The community responded with everything: outrage, investigative reporting, defensive lawyering, and in some cases, actual accountability. IBJJF permanently banned Melqui Galvão after his arrest on charges involving minors as young as 12. That's the bar — arrested for crimes against children — before a governing body pulls someone from its events list. Think about that threshold. It's not allegation. It's not misconduct findings. It's arrest on charges so specific and severe that they crack through institutional inertia. That tells you something about the baseline tolerance.
Given all of that, it makes a certain kind of sense that gym owners are looking for outside help. Someone objective. Someone without the conflict of interest. Someone who doesn't have twenty years of mat time with the coach who's the problem. Someone from the outside world, with credentials and methodology and a portfolio of previous engagements.
Enter the organizational development consultant.
The pitch looks reasonable on paper: assess the culture, conduct confidential surveys, build reporting protocols. Real companies do this when they have HR disasters. Wells Fargo did it. Uber did it. Facebook did it. In those contexts, it sometimes works. Sometimes the consultant identifies patterns, senior leadership actually reads the report, a few policies change, and the next audit shows improvement. The mechanism is there. The incentive structure can align. It's possible.
The problem is that a BJJ gym isn't a regional insurance brokerage, and the person brought in to fix it doesn't understand what they're walking into.
The power structure in a martial arts academy doesn't translate to anything in a corporate org chart. The professor doesn't just control your job — they control your belt, your training partners, your continued membership in a community that may be your primary social world. The atmosphere of deference isn't policy. It's enforced on the mat, daily, by physical reality. Your professor can choke you unconscious before breakfast. They can make you tap. They control the pace, the intensity, the progression of your technique and your rank. This changes the psychological math of "confidential reporting" in ways no intake survey will surface.
Consider what a person is actually being asked to do when they report a problem to an anonymous hotline managed by a consultant they've never met, in a system designed to protect them legally but not socially. They're being asked to believe that their report will reach someone with power to act, that this someone will act in a way that doesn't result in their professor knowing who reported them, and that there will be no social consequences for that report. In a normal workplace, this is hard enough. In a gym where your professor literally controls access to your sport and your community, it's fantasy.
The phrase "training environment" — the one in the member complaints, the one the consultant is being paid to improve — means something completely different in BJJ than in any context they've previously worked in. Training environment in BJJ is the emotional and social conditions under which you agree to let someone grab you, throw you, compress your joints, and attempt to cut off blood supply to your brain. The power differential isn't incidental to the job. It is the job. It's essential. The professor's authority has to be nearly absolute, or the system doesn't work. You can't do a heel hook exchange with someone if you don't trust them completely. This isn't a bug in the system that culture consultants can fix with better protocols. It's the entire load-bearing foundation.
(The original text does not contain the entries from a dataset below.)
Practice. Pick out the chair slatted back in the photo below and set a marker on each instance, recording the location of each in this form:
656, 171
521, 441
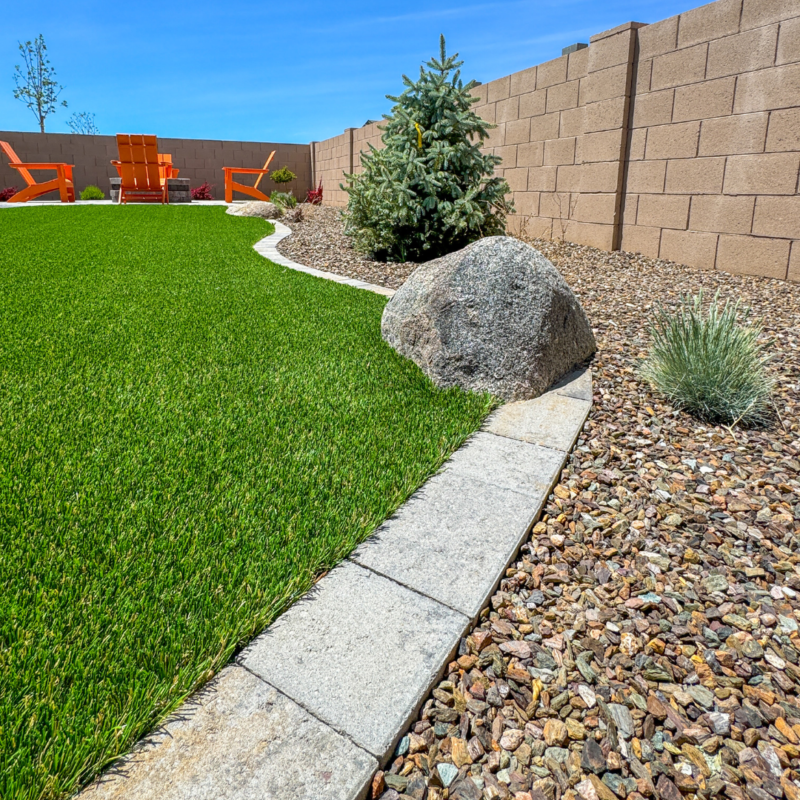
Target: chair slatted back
138, 155
15, 159
165, 170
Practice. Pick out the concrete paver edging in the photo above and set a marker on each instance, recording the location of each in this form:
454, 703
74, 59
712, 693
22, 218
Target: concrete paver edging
316, 703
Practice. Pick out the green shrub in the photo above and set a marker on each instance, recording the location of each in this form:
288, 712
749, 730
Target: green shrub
283, 200
430, 190
283, 175
92, 193
709, 365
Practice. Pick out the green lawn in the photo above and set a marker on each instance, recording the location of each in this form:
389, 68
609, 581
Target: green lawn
189, 435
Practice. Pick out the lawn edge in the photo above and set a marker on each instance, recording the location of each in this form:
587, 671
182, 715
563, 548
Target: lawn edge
365, 610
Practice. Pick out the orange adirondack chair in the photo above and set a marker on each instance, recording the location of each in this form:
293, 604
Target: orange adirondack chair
62, 182
167, 171
140, 167
232, 186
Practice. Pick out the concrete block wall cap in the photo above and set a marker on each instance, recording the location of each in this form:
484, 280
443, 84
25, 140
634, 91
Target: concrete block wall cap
239, 738
360, 652
626, 26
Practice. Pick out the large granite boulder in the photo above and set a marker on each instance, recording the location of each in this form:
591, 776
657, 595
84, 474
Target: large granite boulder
494, 317
255, 208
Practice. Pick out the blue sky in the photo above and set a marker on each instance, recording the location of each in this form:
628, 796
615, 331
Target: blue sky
277, 71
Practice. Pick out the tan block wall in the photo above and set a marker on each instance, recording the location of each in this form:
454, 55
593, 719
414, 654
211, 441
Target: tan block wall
678, 140
713, 181
199, 160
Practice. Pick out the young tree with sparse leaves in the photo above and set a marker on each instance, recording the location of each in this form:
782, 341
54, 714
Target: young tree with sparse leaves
430, 190
36, 86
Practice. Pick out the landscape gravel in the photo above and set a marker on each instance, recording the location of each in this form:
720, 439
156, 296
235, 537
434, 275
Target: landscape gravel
645, 643
318, 240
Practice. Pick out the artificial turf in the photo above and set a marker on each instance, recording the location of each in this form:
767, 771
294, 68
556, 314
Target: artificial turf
189, 435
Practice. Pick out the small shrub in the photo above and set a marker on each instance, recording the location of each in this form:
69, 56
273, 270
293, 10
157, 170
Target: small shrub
92, 193
202, 192
283, 175
709, 365
314, 197
283, 200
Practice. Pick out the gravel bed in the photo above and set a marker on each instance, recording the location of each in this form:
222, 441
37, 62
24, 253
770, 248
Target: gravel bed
645, 644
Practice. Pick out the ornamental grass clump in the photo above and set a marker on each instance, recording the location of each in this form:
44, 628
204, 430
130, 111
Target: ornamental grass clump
708, 364
92, 192
430, 190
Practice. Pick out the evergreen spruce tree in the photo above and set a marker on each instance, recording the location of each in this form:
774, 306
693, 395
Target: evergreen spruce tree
430, 190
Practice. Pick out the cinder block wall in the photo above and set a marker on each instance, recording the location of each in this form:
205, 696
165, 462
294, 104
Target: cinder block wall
199, 160
715, 145
679, 139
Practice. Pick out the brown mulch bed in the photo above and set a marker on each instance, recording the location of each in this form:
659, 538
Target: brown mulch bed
645, 644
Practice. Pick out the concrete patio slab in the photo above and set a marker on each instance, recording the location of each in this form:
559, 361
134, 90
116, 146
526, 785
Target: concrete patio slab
507, 463
552, 420
453, 540
360, 652
239, 739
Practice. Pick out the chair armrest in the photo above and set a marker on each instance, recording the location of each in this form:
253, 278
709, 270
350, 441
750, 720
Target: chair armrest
247, 171
40, 166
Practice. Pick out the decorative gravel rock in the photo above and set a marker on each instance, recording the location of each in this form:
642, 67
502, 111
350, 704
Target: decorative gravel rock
622, 605
494, 317
254, 208
318, 240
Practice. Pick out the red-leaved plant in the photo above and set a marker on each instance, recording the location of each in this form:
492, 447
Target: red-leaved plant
202, 192
315, 196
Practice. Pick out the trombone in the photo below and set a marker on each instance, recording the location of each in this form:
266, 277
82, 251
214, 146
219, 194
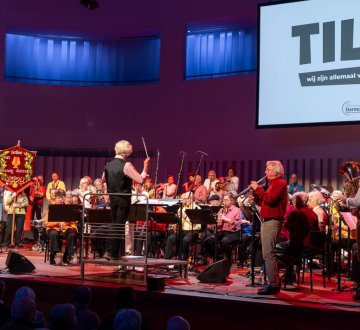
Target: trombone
246, 192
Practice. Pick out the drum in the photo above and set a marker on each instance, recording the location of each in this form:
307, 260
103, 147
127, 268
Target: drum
38, 224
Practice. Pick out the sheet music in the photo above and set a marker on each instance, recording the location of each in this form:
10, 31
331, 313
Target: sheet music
350, 220
162, 201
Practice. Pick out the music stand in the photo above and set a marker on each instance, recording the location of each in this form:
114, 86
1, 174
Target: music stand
206, 216
64, 212
137, 212
167, 217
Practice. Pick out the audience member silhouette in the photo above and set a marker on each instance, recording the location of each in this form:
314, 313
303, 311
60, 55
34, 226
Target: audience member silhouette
63, 317
25, 291
127, 319
23, 315
4, 309
86, 318
125, 298
177, 323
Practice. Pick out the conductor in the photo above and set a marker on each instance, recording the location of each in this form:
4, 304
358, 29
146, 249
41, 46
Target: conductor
119, 174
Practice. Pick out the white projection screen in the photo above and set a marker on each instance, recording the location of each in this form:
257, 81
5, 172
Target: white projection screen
308, 63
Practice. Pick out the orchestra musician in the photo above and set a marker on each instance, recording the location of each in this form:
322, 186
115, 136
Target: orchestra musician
37, 195
189, 232
56, 183
200, 191
15, 204
119, 174
189, 185
273, 204
228, 228
210, 182
167, 189
54, 229
232, 181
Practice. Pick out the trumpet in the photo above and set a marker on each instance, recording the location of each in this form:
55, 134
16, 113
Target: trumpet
246, 192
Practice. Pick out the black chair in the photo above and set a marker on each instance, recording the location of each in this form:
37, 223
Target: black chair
316, 250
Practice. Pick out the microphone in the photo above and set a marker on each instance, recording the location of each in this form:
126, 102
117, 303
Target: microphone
321, 189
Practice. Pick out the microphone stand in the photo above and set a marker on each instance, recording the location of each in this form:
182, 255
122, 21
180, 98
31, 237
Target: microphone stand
256, 216
183, 154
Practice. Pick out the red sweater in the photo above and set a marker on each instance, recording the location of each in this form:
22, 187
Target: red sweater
273, 201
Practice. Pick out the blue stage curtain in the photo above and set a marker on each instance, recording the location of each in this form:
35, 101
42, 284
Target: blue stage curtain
220, 53
75, 61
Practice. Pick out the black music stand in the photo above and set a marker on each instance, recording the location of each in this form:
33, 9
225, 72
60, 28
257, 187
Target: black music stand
205, 216
137, 212
64, 213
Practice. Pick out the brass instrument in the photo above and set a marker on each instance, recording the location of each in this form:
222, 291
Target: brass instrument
246, 192
350, 170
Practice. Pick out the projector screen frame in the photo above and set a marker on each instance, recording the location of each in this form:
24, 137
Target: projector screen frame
287, 125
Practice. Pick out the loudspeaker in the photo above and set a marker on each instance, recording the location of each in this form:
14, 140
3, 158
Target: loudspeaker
216, 272
17, 263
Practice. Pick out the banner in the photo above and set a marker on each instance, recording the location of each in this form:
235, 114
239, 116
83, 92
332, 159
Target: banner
16, 168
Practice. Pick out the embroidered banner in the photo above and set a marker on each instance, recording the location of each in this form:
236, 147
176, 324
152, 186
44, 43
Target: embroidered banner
16, 168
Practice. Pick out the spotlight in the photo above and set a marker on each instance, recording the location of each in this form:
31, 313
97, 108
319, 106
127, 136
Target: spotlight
91, 4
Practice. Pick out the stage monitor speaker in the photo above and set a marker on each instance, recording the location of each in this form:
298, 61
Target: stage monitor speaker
17, 263
216, 272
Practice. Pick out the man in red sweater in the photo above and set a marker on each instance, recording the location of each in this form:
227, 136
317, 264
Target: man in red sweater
273, 203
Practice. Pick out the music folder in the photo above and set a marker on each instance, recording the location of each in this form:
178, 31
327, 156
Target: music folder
350, 220
201, 216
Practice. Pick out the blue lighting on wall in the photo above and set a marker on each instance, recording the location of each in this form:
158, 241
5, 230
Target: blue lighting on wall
75, 61
219, 52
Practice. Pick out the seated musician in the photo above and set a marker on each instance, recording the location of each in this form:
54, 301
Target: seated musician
315, 201
189, 185
99, 201
54, 229
199, 190
167, 190
189, 232
15, 204
228, 230
149, 187
156, 234
301, 221
348, 237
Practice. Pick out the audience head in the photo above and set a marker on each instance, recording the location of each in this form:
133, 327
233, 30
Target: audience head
293, 178
276, 166
25, 291
63, 317
177, 323
315, 199
24, 308
2, 289
125, 298
55, 176
127, 319
300, 199
83, 295
123, 148
231, 171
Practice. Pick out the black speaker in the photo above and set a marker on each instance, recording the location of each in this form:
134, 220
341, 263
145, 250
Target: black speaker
216, 272
17, 263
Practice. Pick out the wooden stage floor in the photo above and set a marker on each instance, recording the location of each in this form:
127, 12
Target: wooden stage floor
189, 297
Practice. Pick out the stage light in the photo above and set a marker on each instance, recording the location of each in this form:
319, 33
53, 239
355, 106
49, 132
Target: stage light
91, 4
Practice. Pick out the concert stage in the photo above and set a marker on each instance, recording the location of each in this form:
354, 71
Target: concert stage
230, 305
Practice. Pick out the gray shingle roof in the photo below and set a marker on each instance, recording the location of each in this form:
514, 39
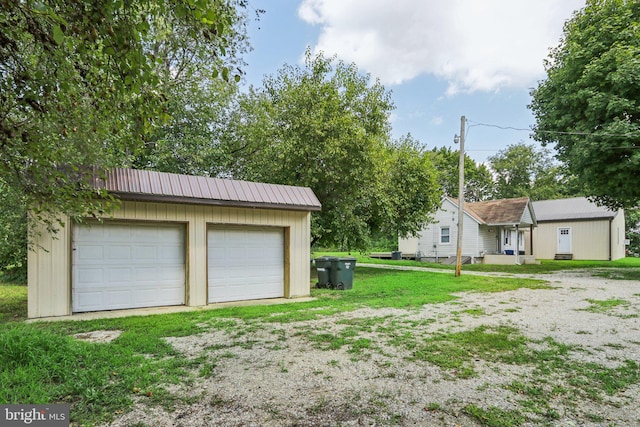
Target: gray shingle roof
570, 209
499, 212
144, 185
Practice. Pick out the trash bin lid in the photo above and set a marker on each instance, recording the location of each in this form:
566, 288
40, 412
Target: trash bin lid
327, 258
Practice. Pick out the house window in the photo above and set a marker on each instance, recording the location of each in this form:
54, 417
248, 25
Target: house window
445, 235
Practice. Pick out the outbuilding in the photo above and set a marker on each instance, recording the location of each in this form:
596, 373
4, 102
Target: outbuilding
175, 240
576, 228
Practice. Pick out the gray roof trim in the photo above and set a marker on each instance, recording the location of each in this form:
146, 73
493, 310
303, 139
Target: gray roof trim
151, 186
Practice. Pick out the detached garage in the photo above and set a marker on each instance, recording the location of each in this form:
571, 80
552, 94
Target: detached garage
176, 240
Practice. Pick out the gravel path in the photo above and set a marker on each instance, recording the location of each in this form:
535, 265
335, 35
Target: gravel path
293, 374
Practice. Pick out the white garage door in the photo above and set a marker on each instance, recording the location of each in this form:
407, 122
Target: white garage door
117, 266
245, 263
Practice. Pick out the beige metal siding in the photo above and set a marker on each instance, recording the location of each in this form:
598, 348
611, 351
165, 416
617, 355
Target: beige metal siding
50, 270
618, 234
49, 274
590, 239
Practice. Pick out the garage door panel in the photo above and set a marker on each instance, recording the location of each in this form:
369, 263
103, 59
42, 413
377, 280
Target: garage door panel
245, 263
119, 266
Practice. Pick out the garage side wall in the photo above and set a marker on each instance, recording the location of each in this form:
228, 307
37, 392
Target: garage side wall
49, 273
49, 278
589, 239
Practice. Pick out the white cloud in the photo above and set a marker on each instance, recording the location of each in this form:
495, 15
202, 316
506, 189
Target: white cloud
473, 45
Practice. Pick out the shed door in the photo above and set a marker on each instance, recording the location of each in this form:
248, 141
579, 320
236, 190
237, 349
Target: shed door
245, 263
564, 240
119, 266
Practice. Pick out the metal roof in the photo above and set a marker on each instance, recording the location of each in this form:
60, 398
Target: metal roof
144, 185
575, 208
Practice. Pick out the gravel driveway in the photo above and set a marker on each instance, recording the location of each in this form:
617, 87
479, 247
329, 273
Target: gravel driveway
360, 368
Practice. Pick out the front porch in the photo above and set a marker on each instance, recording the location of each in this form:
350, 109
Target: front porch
500, 259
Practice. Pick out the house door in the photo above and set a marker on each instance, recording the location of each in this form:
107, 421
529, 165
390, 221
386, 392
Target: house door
564, 240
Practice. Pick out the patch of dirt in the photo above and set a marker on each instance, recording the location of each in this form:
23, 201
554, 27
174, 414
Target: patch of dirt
359, 368
98, 336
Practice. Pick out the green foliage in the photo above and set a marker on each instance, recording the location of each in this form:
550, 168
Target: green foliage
589, 105
13, 235
632, 227
326, 126
83, 82
521, 170
188, 142
408, 195
478, 182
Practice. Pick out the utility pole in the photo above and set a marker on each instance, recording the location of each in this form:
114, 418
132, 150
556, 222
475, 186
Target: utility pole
463, 122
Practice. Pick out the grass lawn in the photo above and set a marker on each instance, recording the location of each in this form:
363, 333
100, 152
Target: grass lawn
42, 363
545, 266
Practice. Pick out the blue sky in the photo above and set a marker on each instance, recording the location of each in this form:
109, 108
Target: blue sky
439, 59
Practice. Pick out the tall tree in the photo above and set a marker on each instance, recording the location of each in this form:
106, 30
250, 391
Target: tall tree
83, 82
326, 126
478, 182
589, 104
522, 170
410, 189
A consultant whose frame of reference for "authority" is "person who signs your performance review" cannot audit this. They can run the survey. They can collect the data. They can generate the report with charts and recommendations. They can interview people. Recommend a conflict resolution protocol. Suggest transparency measures. And then training resumes Tuesday at 6pm, and the protocol lives in a binder on the professor's desk, and nothing has changed except the ownership group now has something to point at when the next allegation surfaces. "We retained a consultant. We took action. Here's the report."
What's actually worked in BJJ has come from somewhere else. When the community found out what was happening with Rodriguez, it was because athletes with names and documented experiences went public. Accountability wasn't generated by a culture audit — it was generated by people making things impossible to bury. When IBJJF moved against Galvão, it was because an arrest with charges attached left no room for a non-denial statement. When Atos removed Galvão, it was because the allegation came attached to a public statement the organization couldn't quietly absorb. When Vieira faced consequences, it was because journalists asked questions and other people answered them.
These worked because they were visible, attributable, and undeniable. They worked because the cost of staying silent became higher than the cost of acting. The consultant model is designed to do the opposite — to handle things quietly, confidentially, internally. To smooth things over. To create the appearance of action without requiring the actual consequences that would make anyone change.
The organizational development consultant isn't hired to create visibility. They're hired to manage it. To give the ownership group something to point at while the culture stays exactly the same. "We took these concerns seriously. We brought in an expert. We implemented recommendations. Here's the documentation." Meanwhile, the professor who was the problem is still teaching. The power structure is still there. The next person who considers reporting something weighs the same calculation and reaches the same conclusion: saying something costs too much.
If you want to fix the training environment at a BJJ gym, you need leadership that has thought seriously about power — not someone getting paid $200 an hour to recommend an anonymous hotline and a grievance committee. You need a community where the person with the problem can actually say something without losing their training, their teammates, and their belt progression in the same week. You need the people inside the building to care about this more than they care about keeping the peace. You need to accept that some professors will have to step down. Some gyms will have to restructure leadership. Some reputations will have to be damaged, permanently.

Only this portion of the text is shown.